I must admit that I was ecstatic to be seeing an adaptation of One Flew Over the Cuckoo’s Nest, having seen the film version many times. Theatre Western did not disappoint in delivering an excellent staging of the story beloved by many, and adapted into three different mediums. First time Director Sasha Luna along with her producers Madison Oliver and Elise Gabriele, has crafted a refined and topical production, one that allows its story to be hinged on the performances of its actors. The entire cast rises to the challenge, providing splendid and nuanced takes on the familiar characters.
Starring as R.P. McMurphy in the role Jack Nicholson made famous, is Jack Copland. McMurphy is a convict who decides to finish what is left of his prison sentence in the ostensibly cozy confines of a mental ward.

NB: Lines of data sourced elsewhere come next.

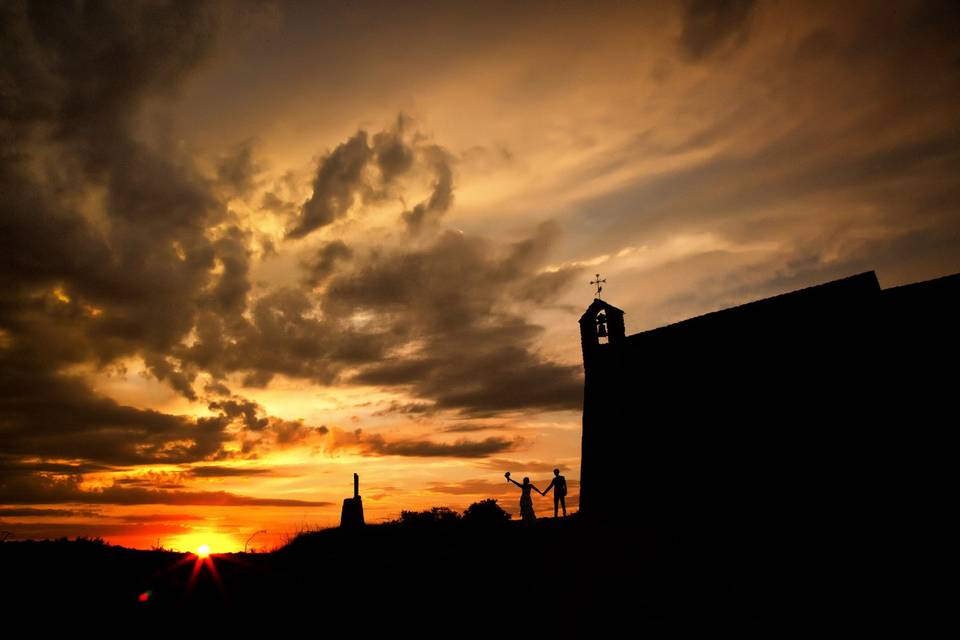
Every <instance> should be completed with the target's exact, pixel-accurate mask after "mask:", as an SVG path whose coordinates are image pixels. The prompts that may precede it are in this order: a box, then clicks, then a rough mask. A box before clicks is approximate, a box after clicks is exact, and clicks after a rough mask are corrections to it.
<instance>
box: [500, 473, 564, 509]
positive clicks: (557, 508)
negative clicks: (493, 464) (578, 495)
mask: <svg viewBox="0 0 960 640" xmlns="http://www.w3.org/2000/svg"><path fill="white" fill-rule="evenodd" d="M503 475H504V477H505V478H506V479H507V482H512V483H513V484H515V485H517V486H518V487H520V517H521V518H522V519H523V520H524V521H525V522H532V521H533V520H536V519H537V514H535V513H534V512H533V498H532V497H530V491H531V490H532V491H536V492H537V493H539V494H540V495H542V496H545V495H547V494H548V493H550V490H551V489H553V490H554V491H553V517H554V518H556V517H557V510H558V508H559V507H563V515H564V516H566V515H567V501H566V497H567V479H566V478H564V477H563V476H561V475H560V469H554V470H553V480H551V481H550V486H548V487H547V490H546V491H540V489H537V488H536V487H535V486H533V485H532V484H530V478H524V479H523V484H520V483H519V482H517V481H516V480H514V479H513V478H511V477H510V472H509V471H507V472H506V473H505V474H503Z"/></svg>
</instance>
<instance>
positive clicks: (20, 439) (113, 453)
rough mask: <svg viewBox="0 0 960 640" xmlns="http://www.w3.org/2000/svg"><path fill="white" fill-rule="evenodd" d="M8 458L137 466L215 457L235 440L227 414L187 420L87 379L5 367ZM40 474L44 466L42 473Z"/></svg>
mask: <svg viewBox="0 0 960 640" xmlns="http://www.w3.org/2000/svg"><path fill="white" fill-rule="evenodd" d="M0 380H2V383H3V384H2V385H0V388H3V389H4V392H5V395H6V397H5V399H4V402H3V404H2V406H0V421H2V422H3V424H4V425H5V427H4V430H3V448H4V453H5V454H7V455H20V456H25V457H26V456H35V457H40V458H53V459H81V460H88V461H92V462H94V463H99V464H106V465H117V466H130V465H137V464H150V463H180V462H194V461H199V460H205V459H208V458H216V457H218V456H220V455H222V454H221V447H222V445H223V444H224V443H225V442H227V441H228V440H229V439H230V436H229V434H228V433H226V431H225V429H226V427H227V426H228V424H229V419H228V418H227V417H226V416H222V415H221V416H216V417H209V418H196V419H194V418H188V417H184V416H175V415H168V414H164V413H160V412H158V411H152V410H147V409H137V408H134V407H129V406H123V405H121V404H118V403H117V402H115V401H114V400H111V399H109V398H104V397H102V396H98V395H97V394H95V393H94V392H93V391H92V390H91V389H90V388H89V386H88V385H87V384H86V383H84V382H83V381H82V380H80V379H77V378H71V377H68V376H64V375H56V374H50V373H48V372H43V371H38V370H36V369H32V368H31V367H30V365H29V361H27V363H26V364H25V365H24V366H20V367H14V366H11V365H10V364H9V363H7V364H5V365H4V366H0ZM38 471H40V470H38Z"/></svg>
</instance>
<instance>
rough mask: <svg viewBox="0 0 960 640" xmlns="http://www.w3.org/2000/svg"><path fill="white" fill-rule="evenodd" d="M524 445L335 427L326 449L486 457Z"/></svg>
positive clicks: (518, 441)
mask: <svg viewBox="0 0 960 640" xmlns="http://www.w3.org/2000/svg"><path fill="white" fill-rule="evenodd" d="M522 443H523V440H522V439H521V438H516V439H513V440H510V439H507V438H500V437H490V438H485V439H483V440H470V439H467V438H461V439H459V440H456V441H455V442H437V441H435V440H429V439H424V438H399V439H388V438H385V437H384V436H383V435H381V434H378V433H371V434H367V433H364V432H363V430H361V429H357V430H355V431H344V430H343V429H337V428H334V429H331V430H330V431H329V434H328V436H327V438H326V442H325V443H324V446H325V448H326V450H327V451H330V452H333V451H338V450H341V449H346V450H350V451H353V452H357V453H360V454H361V455H368V456H402V457H412V458H486V457H489V456H491V455H495V454H497V453H501V452H504V451H510V450H511V449H513V448H515V447H517V446H518V445H520V444H522Z"/></svg>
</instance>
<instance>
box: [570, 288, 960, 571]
mask: <svg viewBox="0 0 960 640" xmlns="http://www.w3.org/2000/svg"><path fill="white" fill-rule="evenodd" d="M958 301H960V274H956V275H952V276H946V277H943V278H939V279H936V280H930V281H927V282H920V283H916V284H911V285H906V286H900V287H894V288H890V289H881V288H880V285H879V282H878V281H877V277H876V275H875V274H874V273H873V272H867V273H862V274H859V275H855V276H851V277H849V278H844V279H841V280H836V281H833V282H828V283H826V284H821V285H818V286H814V287H810V288H807V289H802V290H798V291H794V292H791V293H786V294H783V295H779V296H775V297H772V298H767V299H765V300H760V301H757V302H752V303H749V304H744V305H741V306H738V307H734V308H730V309H725V310H722V311H717V312H715V313H708V314H706V315H703V316H699V317H696V318H691V319H689V320H684V321H682V322H678V323H676V324H671V325H668V326H664V327H660V328H658V329H653V330H650V331H644V332H642V333H637V334H634V335H629V336H628V335H626V331H625V326H624V312H623V311H621V310H620V309H618V308H616V307H615V306H613V305H611V304H609V303H607V302H605V301H603V300H600V299H595V300H594V301H593V303H592V304H590V306H589V307H588V308H587V310H586V312H585V313H584V314H583V316H582V317H581V318H580V335H581V340H582V346H583V364H584V369H585V384H584V407H583V443H582V460H581V489H580V491H581V494H580V512H581V514H583V515H584V517H586V518H589V519H592V520H594V521H599V522H604V521H605V522H615V521H618V522H624V521H626V519H634V520H635V521H637V522H640V523H645V524H648V525H649V526H650V527H652V528H654V529H656V535H657V536H660V537H661V538H663V537H664V536H666V537H670V536H673V535H676V536H678V538H677V539H692V538H696V537H700V538H702V539H711V540H713V541H714V542H715V543H716V544H721V545H726V544H728V543H732V546H731V549H740V550H745V549H749V550H750V553H753V552H754V550H755V549H757V548H758V547H757V546H756V543H758V541H762V544H761V547H762V545H763V544H765V545H774V544H778V543H776V542H774V541H777V540H779V541H784V540H789V541H790V542H791V545H792V544H793V543H795V542H797V541H798V540H807V541H809V540H811V539H818V536H821V535H842V534H839V533H838V532H843V531H847V532H849V531H853V530H857V531H860V530H861V529H862V527H863V526H865V525H864V523H865V522H866V520H864V519H867V520H870V519H872V518H876V517H879V518H881V519H882V516H880V515H879V514H882V513H883V510H884V508H885V507H884V505H886V508H890V507H891V505H894V504H898V503H899V502H900V501H904V500H910V499H915V498H914V497H912V496H911V495H908V494H909V493H910V492H911V491H912V489H913V488H915V487H916V484H917V479H916V478H917V476H916V472H917V471H918V469H919V467H921V466H922V465H923V464H924V463H923V461H924V460H928V459H929V454H930V451H929V450H928V448H929V443H930V442H931V440H929V439H928V438H926V437H925V436H924V434H925V433H927V432H931V431H936V430H944V429H947V426H948V425H952V424H955V422H956V394H957V389H956V381H957V374H956V367H957V362H958V360H957V356H958V354H960V349H958V337H957V327H958V326H960V314H958V308H960V307H958ZM871 521H872V520H871ZM850 525H853V527H851V526H850ZM878 526H879V527H880V528H881V530H882V528H883V527H889V526H890V523H882V524H881V523H878ZM894 526H901V525H900V524H896V525H894ZM831 532H832V533H831ZM815 546H816V545H813V546H811V545H809V544H806V543H805V544H804V545H802V546H801V547H799V548H800V549H807V550H809V549H810V548H814V547H815ZM790 548H793V547H792V546H791V547H790Z"/></svg>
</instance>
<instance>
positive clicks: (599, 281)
mask: <svg viewBox="0 0 960 640" xmlns="http://www.w3.org/2000/svg"><path fill="white" fill-rule="evenodd" d="M606 281H607V279H606V278H604V279H603V280H601V279H600V274H599V273H598V274H597V279H596V280H591V281H590V284H595V285H597V298H599V297H600V292H601V291H603V287H601V286H600V283H602V282H606Z"/></svg>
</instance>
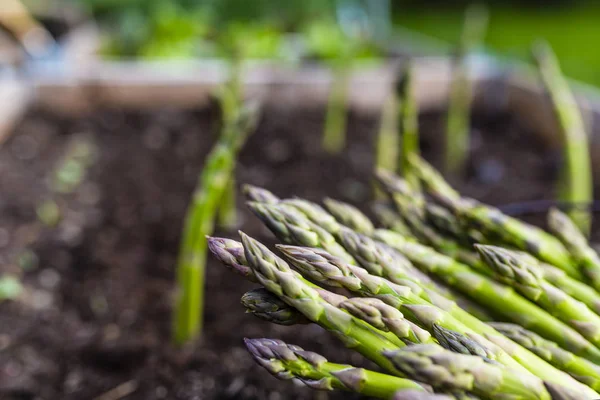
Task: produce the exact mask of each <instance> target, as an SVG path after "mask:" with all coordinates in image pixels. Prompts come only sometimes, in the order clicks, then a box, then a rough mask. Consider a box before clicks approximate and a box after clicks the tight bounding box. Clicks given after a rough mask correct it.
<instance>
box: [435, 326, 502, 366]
mask: <svg viewBox="0 0 600 400" xmlns="http://www.w3.org/2000/svg"><path fill="white" fill-rule="evenodd" d="M433 337H435V339H436V340H437V341H438V343H439V344H440V346H442V347H443V348H445V349H448V350H451V351H453V352H455V353H461V354H470V355H473V356H478V357H481V358H483V359H484V360H485V361H486V362H489V363H495V361H494V360H493V359H492V358H490V355H491V356H493V354H492V353H491V352H490V351H489V350H488V349H487V348H486V347H485V346H482V345H481V343H478V342H476V341H475V340H473V339H470V338H468V337H467V336H465V335H463V334H460V333H458V332H454V331H451V330H450V329H446V328H444V327H442V326H439V325H437V324H435V325H433Z"/></svg>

Once there, McMurphy finds a group of men with a myriad of mental illnesses, and makes it his mission to infect them with his own particular brand of mental illness. McMurphy’s brand includes most prominently gambling, women, and most of all, combating the austere Nurse Ratched (Helen Heikkila) who is in charge of the ward.

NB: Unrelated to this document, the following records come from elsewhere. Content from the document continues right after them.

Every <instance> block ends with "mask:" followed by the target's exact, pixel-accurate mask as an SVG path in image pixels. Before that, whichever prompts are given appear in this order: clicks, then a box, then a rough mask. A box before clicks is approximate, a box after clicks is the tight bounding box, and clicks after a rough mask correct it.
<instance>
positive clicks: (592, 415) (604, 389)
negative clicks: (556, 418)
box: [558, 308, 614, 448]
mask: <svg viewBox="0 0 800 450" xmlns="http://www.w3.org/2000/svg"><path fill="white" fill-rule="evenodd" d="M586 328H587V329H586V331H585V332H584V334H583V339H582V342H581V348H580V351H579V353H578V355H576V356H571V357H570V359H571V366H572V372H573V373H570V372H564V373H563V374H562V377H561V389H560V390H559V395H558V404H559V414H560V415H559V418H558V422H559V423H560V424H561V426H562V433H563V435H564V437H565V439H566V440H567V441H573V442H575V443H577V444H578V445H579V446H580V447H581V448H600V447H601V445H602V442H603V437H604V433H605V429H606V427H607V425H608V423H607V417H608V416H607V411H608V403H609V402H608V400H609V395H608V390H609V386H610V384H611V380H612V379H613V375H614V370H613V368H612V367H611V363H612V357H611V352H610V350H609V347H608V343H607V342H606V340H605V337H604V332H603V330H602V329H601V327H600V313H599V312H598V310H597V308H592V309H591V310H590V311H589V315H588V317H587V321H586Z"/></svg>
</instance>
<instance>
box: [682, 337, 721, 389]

McMurphy makes it his business, as well as his mission, to disrupt the conservatively sedated lifestyle Nurse Ratched has spent her career instilling on the ward. Copland and Heikkila put forth highly evocative performances, and without their ample chemistry and believability, the production would be without tension or impact. McMurphy summarizes 1960’s mental health treatment as “Chickens at a pecking party,” endlessly prying into one’s subconscious seemingly without benefit or non-sadistic purpose. On the ward run by Nurse Ratched and the overrun Dr. Spivey (Jake Valentine) this seems an apt description.

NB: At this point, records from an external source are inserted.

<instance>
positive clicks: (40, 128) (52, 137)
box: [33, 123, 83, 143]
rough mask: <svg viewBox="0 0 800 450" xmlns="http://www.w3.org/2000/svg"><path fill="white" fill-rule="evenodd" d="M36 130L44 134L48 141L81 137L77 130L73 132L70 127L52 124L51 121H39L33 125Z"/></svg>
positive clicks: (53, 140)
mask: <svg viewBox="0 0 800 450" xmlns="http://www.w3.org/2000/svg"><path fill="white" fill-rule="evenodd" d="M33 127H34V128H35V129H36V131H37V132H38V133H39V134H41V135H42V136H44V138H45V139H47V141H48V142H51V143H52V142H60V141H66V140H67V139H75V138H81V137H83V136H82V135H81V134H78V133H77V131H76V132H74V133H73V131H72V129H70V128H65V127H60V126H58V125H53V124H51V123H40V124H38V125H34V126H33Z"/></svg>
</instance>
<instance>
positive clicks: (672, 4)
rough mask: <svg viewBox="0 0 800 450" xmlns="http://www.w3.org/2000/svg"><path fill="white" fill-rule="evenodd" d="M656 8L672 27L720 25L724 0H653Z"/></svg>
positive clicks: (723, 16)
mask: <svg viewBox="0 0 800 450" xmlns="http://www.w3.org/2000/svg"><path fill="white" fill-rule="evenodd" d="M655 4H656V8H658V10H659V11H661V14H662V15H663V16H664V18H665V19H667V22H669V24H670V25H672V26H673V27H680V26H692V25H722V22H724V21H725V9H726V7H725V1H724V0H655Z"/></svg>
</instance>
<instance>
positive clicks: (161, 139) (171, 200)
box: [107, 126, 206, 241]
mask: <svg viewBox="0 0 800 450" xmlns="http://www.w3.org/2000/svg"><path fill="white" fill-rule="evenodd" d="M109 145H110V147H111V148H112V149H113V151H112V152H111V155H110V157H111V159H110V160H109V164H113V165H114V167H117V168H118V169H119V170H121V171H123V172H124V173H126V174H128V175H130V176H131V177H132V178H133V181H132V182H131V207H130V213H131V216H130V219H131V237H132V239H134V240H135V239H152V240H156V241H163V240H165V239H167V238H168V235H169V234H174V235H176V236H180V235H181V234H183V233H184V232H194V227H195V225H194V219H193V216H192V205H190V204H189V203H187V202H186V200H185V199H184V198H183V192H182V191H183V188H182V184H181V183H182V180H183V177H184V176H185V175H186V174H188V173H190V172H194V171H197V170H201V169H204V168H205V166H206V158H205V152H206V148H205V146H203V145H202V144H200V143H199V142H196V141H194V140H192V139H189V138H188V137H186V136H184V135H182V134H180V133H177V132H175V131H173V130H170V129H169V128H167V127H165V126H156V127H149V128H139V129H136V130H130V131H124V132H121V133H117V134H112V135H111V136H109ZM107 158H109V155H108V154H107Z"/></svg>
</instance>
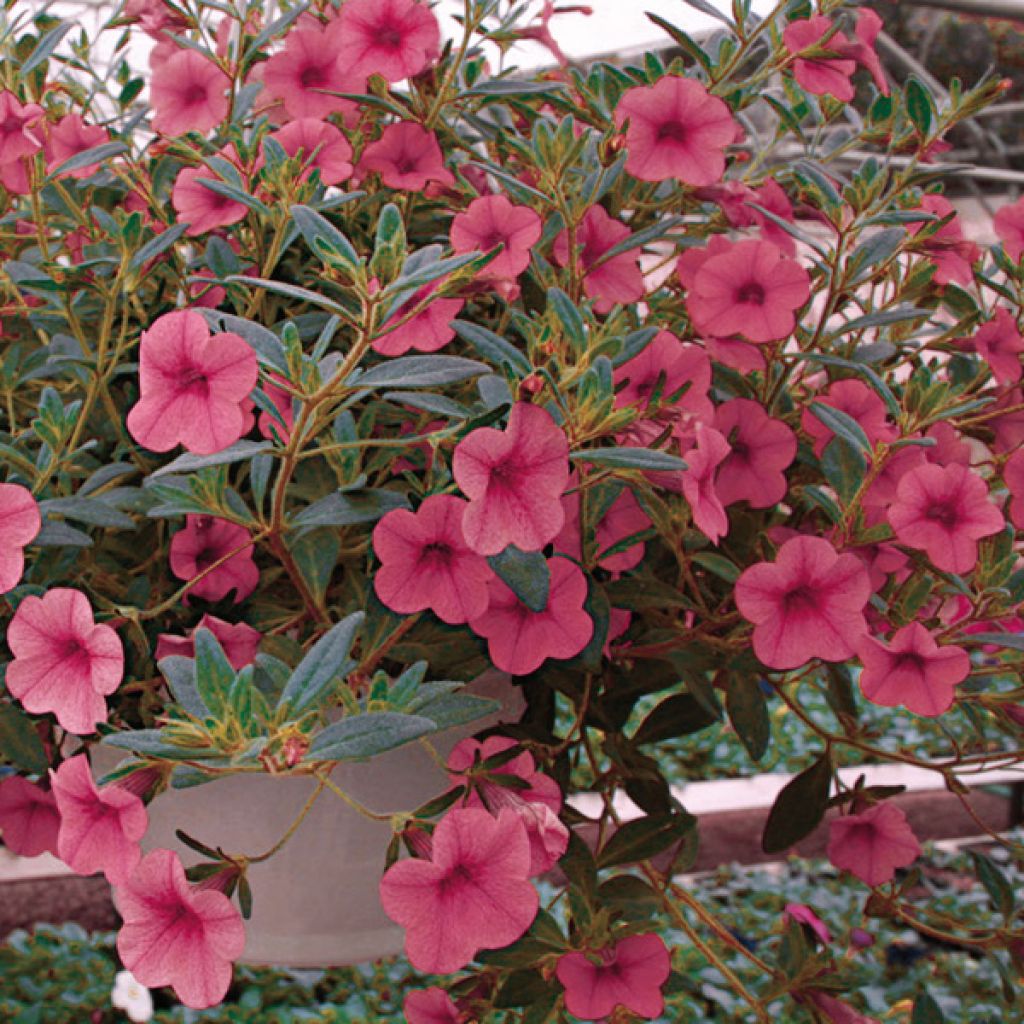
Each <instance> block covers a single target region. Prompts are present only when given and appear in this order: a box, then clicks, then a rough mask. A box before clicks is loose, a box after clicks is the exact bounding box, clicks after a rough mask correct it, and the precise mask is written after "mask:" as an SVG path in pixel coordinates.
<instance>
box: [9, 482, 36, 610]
mask: <svg viewBox="0 0 1024 1024" xmlns="http://www.w3.org/2000/svg"><path fill="white" fill-rule="evenodd" d="M40 526H42V518H41V516H40V515H39V506H38V505H37V504H36V499H35V498H33V497H32V492H31V490H29V489H28V488H26V487H23V486H22V485H20V484H19V483H0V594H6V593H7V591H9V590H12V589H13V588H14V587H16V586H17V584H18V582H19V581H20V579H22V573H23V572H24V571H25V547H26V545H28V544H31V543H32V542H33V541H34V540H35V538H36V535H37V534H38V532H39V528H40Z"/></svg>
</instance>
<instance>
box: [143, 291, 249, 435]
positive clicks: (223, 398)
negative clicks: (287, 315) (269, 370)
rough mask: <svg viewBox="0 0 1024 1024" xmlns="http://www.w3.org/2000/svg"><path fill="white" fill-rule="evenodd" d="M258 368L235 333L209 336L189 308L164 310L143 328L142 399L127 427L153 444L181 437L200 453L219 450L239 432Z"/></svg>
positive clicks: (201, 317)
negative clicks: (245, 409)
mask: <svg viewBox="0 0 1024 1024" xmlns="http://www.w3.org/2000/svg"><path fill="white" fill-rule="evenodd" d="M258 376H259V365H258V362H257V360H256V353H255V352H254V351H253V350H252V348H251V347H250V346H249V343H248V342H247V341H245V340H244V339H242V338H240V337H239V336H238V335H237V334H230V333H227V332H225V333H223V334H218V335H216V336H215V337H211V335H210V328H209V327H208V326H207V323H206V321H205V319H204V318H203V317H202V316H201V315H200V314H199V313H197V312H194V311H193V310H190V309H177V310H175V311H174V312H171V313H165V314H164V315H163V316H159V317H158V318H157V319H156V321H154V322H153V324H152V325H151V327H150V330H148V331H144V332H143V333H142V342H141V345H140V347H139V371H138V382H139V399H138V401H137V402H136V403H135V404H134V406H133V407H132V409H131V411H130V412H129V413H128V421H127V424H128V430H129V432H130V433H131V435H132V437H134V438H135V440H137V441H138V442H139V444H143V445H144V446H145V447H147V449H150V450H151V451H153V452H169V451H170V450H171V449H172V447H174V445H175V444H177V443H179V442H180V443H181V444H183V445H184V446H185V447H186V449H187V450H188V451H189V452H195V453H196V454H198V455H211V454H213V453H215V452H221V451H223V450H224V449H225V447H228V446H230V445H231V444H233V443H234V442H236V441H237V440H238V439H239V438H240V437H241V436H242V433H243V428H244V426H245V416H244V415H243V412H242V408H241V402H242V400H243V399H244V398H247V397H248V396H249V393H250V392H251V391H252V389H253V388H254V387H255V386H256V380H257V378H258Z"/></svg>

McMurphy and Ratched’s subjects are played by a group of actors who are collectively impeccable, and provide a balanced look at what it is like living with mental illness. Chief (Alexendar Gammel), Billy (Jack Phoenix), Harding (Colt Forgave), Cheswick (Danny Avila), Scanlon (Kyle Stark), Martine (Eric Yanofsky), and the foul-mouthed Ruckley (Tyler Boulanger) compose the souls for whom McMurphy is fighting. The majority are in the facility voluntarily, but it is in McMurphy and his unconventionally rational rhetoric they find the solace they so desperately seek, rather than in medicine. This is particularly evident in Chief, a believed mute for whom McMurphy becomes the strength he needs to “(be) made big again.”
One Flew Over the Cuckoo’s Nest is a production that remains contemporary despite it having been in existence for 53 years. This is due not only to it being well written, but also to the continued poor state of mental health treatments and awareness. The story continues to display that sometimes all mental illness requires is acceptance and advocates, rather than permeating stigmatization.